Os historiadores lembrarão que, no período escravagista e no primeiro século da República, negava-se vaga nas escolas aos pobres. Quando ficou impossível negar matrícula, passou-se a utilizar a desigualdade na qualidade. Mantinha-se a ilusão de que todos estavam matriculados, mas o sistema escolar adotou “escola casa grande”, para os que podiam pagar, e “escola senzala” para os que precisavam se contentar com escolas sem qualidade.
Para explicar como foi possível esconder que a negação de escola com qualidade para todos prejudicava o país inteiro, os historiadores dirão que, na política, o egoísmo foi maior do que o patriotismo, e na lógica política não se defendeu que a criação e distribuição de conhecimento antecede a criação e a distribuição de renda.
A sociedade não percebeu que a montagem de uma estrutura social para a distribuição de renda passaria antes pela montagem de uma estrutura educacional que distribuiria conhecimento, independentemente da renda da família; que a educação de qualidade para todos é a base da produtividade econômica, que amplia a renda nacional; e que a equidade no acesso à educação com qualidade é a base para a distribuição da renda nacional entre as pessoas, conforme o talento e o esforço de cada indivíduo.

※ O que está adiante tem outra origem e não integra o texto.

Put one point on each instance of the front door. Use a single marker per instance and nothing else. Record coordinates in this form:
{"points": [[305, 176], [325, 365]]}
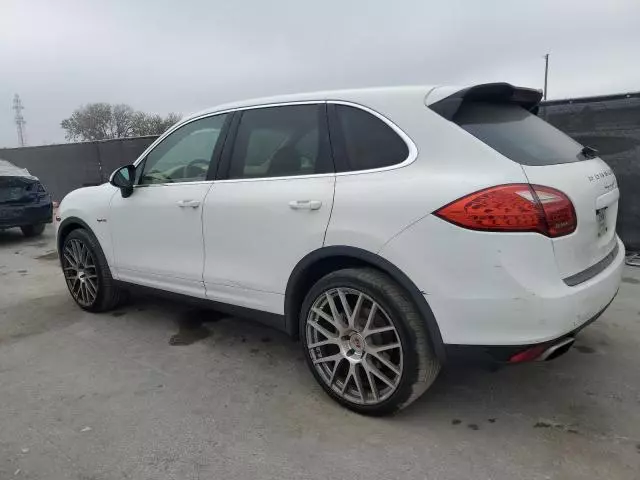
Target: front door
{"points": [[157, 231], [271, 207]]}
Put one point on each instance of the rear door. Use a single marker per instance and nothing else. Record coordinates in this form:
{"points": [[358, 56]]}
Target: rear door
{"points": [[551, 158], [271, 206]]}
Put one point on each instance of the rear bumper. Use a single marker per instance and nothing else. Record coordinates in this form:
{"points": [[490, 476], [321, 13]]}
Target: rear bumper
{"points": [[23, 215], [527, 319], [499, 354], [498, 289]]}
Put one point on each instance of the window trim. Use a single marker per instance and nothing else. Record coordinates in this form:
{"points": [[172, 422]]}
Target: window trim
{"points": [[232, 130], [225, 163], [340, 157]]}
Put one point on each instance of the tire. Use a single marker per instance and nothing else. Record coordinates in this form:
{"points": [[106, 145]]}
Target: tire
{"points": [[402, 344], [101, 294], [32, 230]]}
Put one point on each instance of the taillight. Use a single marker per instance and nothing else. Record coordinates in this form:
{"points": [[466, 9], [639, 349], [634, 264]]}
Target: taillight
{"points": [[513, 208]]}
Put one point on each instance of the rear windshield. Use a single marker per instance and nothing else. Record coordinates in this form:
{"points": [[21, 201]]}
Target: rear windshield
{"points": [[517, 134]]}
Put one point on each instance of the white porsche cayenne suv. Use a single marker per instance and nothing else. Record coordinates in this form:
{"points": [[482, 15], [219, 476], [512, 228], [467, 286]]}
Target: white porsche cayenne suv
{"points": [[390, 229]]}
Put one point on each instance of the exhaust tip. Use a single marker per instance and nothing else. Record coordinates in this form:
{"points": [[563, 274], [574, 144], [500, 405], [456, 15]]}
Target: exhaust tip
{"points": [[557, 349], [543, 352]]}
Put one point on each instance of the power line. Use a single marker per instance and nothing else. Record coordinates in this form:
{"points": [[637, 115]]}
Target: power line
{"points": [[546, 74], [19, 119]]}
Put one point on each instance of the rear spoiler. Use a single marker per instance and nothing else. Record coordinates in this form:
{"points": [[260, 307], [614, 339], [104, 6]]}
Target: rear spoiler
{"points": [[528, 98]]}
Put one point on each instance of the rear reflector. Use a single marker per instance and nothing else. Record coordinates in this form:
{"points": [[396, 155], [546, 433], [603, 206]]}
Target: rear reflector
{"points": [[513, 208]]}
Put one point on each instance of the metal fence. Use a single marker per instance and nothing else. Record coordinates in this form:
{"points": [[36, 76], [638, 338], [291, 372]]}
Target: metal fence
{"points": [[609, 123]]}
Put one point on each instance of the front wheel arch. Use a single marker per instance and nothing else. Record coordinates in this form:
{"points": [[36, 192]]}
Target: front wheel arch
{"points": [[67, 226], [325, 260]]}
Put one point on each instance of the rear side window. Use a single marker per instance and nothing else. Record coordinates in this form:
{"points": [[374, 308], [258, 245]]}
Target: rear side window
{"points": [[281, 141], [368, 141], [517, 134]]}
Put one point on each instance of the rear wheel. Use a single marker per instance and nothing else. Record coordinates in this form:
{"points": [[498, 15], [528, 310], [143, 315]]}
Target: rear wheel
{"points": [[87, 273], [365, 342], [32, 230]]}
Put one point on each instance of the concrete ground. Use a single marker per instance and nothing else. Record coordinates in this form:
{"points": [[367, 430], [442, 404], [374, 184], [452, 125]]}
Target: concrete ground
{"points": [[132, 395]]}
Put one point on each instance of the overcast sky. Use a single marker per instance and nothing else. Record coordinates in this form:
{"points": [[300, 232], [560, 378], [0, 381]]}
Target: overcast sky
{"points": [[181, 56]]}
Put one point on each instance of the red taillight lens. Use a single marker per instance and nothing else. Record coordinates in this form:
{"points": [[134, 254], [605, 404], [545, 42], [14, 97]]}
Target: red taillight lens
{"points": [[513, 208]]}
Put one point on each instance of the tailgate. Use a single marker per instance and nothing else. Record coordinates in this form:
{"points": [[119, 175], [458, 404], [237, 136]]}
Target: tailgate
{"points": [[592, 188]]}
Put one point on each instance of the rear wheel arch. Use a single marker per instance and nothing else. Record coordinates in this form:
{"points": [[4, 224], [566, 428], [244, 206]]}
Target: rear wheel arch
{"points": [[325, 260]]}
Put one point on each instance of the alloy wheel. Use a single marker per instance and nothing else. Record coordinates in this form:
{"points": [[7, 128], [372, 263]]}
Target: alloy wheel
{"points": [[354, 346], [80, 272]]}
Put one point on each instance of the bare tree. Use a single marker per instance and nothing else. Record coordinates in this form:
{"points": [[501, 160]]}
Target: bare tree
{"points": [[102, 121]]}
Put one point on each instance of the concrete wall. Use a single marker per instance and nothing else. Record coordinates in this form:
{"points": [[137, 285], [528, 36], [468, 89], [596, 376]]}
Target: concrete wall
{"points": [[62, 168], [611, 124]]}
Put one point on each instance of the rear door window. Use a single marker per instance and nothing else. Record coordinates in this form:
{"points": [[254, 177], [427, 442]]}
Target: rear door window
{"points": [[281, 141], [368, 141], [517, 134]]}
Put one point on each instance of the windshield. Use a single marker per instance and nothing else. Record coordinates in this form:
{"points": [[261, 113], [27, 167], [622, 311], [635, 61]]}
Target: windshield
{"points": [[517, 134]]}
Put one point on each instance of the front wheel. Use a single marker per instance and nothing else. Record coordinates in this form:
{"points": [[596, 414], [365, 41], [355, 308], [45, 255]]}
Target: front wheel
{"points": [[365, 342], [32, 230], [87, 273]]}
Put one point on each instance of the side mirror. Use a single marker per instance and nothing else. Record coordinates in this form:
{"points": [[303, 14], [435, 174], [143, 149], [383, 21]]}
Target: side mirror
{"points": [[123, 178]]}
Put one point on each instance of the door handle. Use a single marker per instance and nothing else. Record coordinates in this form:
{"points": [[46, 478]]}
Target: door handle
{"points": [[188, 203], [305, 204]]}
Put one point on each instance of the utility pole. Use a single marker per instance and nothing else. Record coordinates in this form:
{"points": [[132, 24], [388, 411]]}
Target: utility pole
{"points": [[19, 119], [546, 74]]}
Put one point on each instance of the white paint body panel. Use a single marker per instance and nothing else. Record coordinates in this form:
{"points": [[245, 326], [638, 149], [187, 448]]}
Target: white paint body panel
{"points": [[254, 238], [242, 244], [91, 204]]}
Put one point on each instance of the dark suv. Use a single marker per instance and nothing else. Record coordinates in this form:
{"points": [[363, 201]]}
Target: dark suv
{"points": [[24, 202]]}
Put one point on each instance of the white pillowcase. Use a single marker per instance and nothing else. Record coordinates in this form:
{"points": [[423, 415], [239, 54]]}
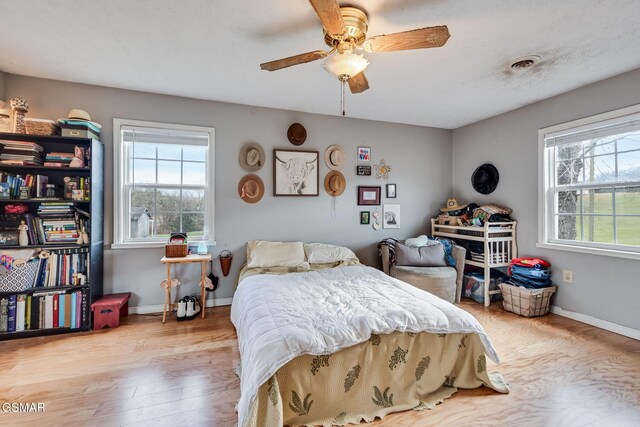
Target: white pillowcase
{"points": [[262, 253], [320, 253]]}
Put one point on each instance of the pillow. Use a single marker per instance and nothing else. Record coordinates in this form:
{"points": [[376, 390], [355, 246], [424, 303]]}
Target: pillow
{"points": [[319, 253], [262, 253], [425, 256]]}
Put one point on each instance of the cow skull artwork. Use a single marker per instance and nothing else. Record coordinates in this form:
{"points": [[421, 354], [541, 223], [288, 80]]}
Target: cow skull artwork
{"points": [[295, 173]]}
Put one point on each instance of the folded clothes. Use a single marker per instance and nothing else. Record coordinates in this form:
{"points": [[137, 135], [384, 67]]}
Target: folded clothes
{"points": [[531, 273], [526, 282]]}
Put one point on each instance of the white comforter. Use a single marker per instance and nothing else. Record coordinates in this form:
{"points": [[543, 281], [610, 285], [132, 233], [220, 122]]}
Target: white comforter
{"points": [[279, 317]]}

A estupidez vai explicar como foi possível criar a ilusão de que investir bilhões para retirar petróleo do fundo do mar seria mais benéfico para os pobres do que colocar toda criança em escola de qualidade. O egoísmo explicará a lógica porque as classes médias preferiram gastar parte de suas rendas para educação de seus filhos, no lugar de pleitearem escolas grátis com qualidade para todos; o sacrifício de pagar foi o custo para que seus filhos não tivessem de disputar sucesso com base no talento dos filhos dos pobres.
A elite rica aprendeu que a bola redonda para todos impediu que seus filhos chegassem à Seleção brasileira. Não vão deixar que isso aconteça na Copa do Conhecimento. Além disso, preferiram que o Estado concedesse subsídios às escolas particulares e que as universidades de qualidade fossem públicas e gratuitas. Com educação de qualidade apenas para seus filhos, essas universidades ficaram reservadas para eles.
Os historiadores darão essas explicações que parecerão tão absurdas que não serão aceitas. Terão dificuldade, sobretudo, em explicar como foi possível que líderes políticos sensíveis e comprometidos com os pobres não adotassem a bandeira de escolas de base com a mesma qualidade, graças a um Sistema Único Nacional Público de Educação de Base. (Correio Braziliense – 04/04/2023)
Cristovam Buarque, professor emérito da UnB (Universidade de Brasília)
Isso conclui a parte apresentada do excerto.